Pythonで不正投票(重複投票)を検出する方法
選挙システムなどでは、同じ有権者が複数回投票していないかをチェックする仕組みが重要になります。この記事では、Pythonを使って重複投票を効率的に検出するアルゴリズムを紹介します。
問題の定義
投票データを表すリストが与えられます。リストの各要素は2つの値を持っており、[c_id, v_id] の形式になっています。
- c_id:候補者ID
- v_id:投票者ID
この中に、2回以上投票している有権者が存在するかどうかを判定するのが目的です。
入力例
[[5, 1], [5, 0], [5, 4], [5, 3], [5, 0]]
この場合、[5, 0] が2回登場しているため、出力は True(不正あり)となります。
解決のアプローチ
最もシンプルかつ効率的な方法は、集合(set)を利用することです。

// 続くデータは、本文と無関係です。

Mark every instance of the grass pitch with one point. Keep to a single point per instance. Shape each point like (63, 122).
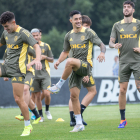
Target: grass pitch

手順は以下の通りです。
- 空の集合を作成する(例:
all_votes) - すべての投票データを順に処理し、各投票の投票者ID(vote[1])を集合に追加していく
- 処理後、集合のサイズと投票リストの長さを比較する
- サイズが異なれば、同じ投票者が複数回登録されている=不正投票あり →
True - サイズが同一なら、全員が1回ずつしか投票していない →
False
- サイズが異なれば、同じ投票者が複数回登録されている=不正投票あり →
集合には重複した要素が自動的に排除されるという特性があるため、この比較だけで重複の有無を簡単に判定できます。
実装例
class Solution:
def solve(self, votes):
seen = set()
for vote in votes:
seen.add(vote[1])
return len(seen) != len(votes)
ob = Solution()
votes = [[5, 1], [5, 0], [5, 4], [5, 3], [5, 0]]
print(ob.solve(votes))
補足: 元のコード例では変数名として all を使っていますが、all はPythonの組み込み関数名と重複するため、実際の開発では seen や voter_ids のような名前を使うことをおすすめします。
実行結果
入力
[[5, 1], [5, 0], [5, 4], [5, 3], [5, 0]]
出力
True
[5, 0] が重複しているため、正しく True が出力されました。
計算量について
このアルゴリズムの計算量は以下のようになります。
- 時間計算量: O(n) — 投票リストを一度だけ走査すればよいため
- 空間計算量: O(n) — 集合に最大 n 個の投票者IDを格納するため
ネストされたループで全ペアを比較する O(n²) の方法と比べて大幅に高速であり、大量の投票データでも実用的に動作します。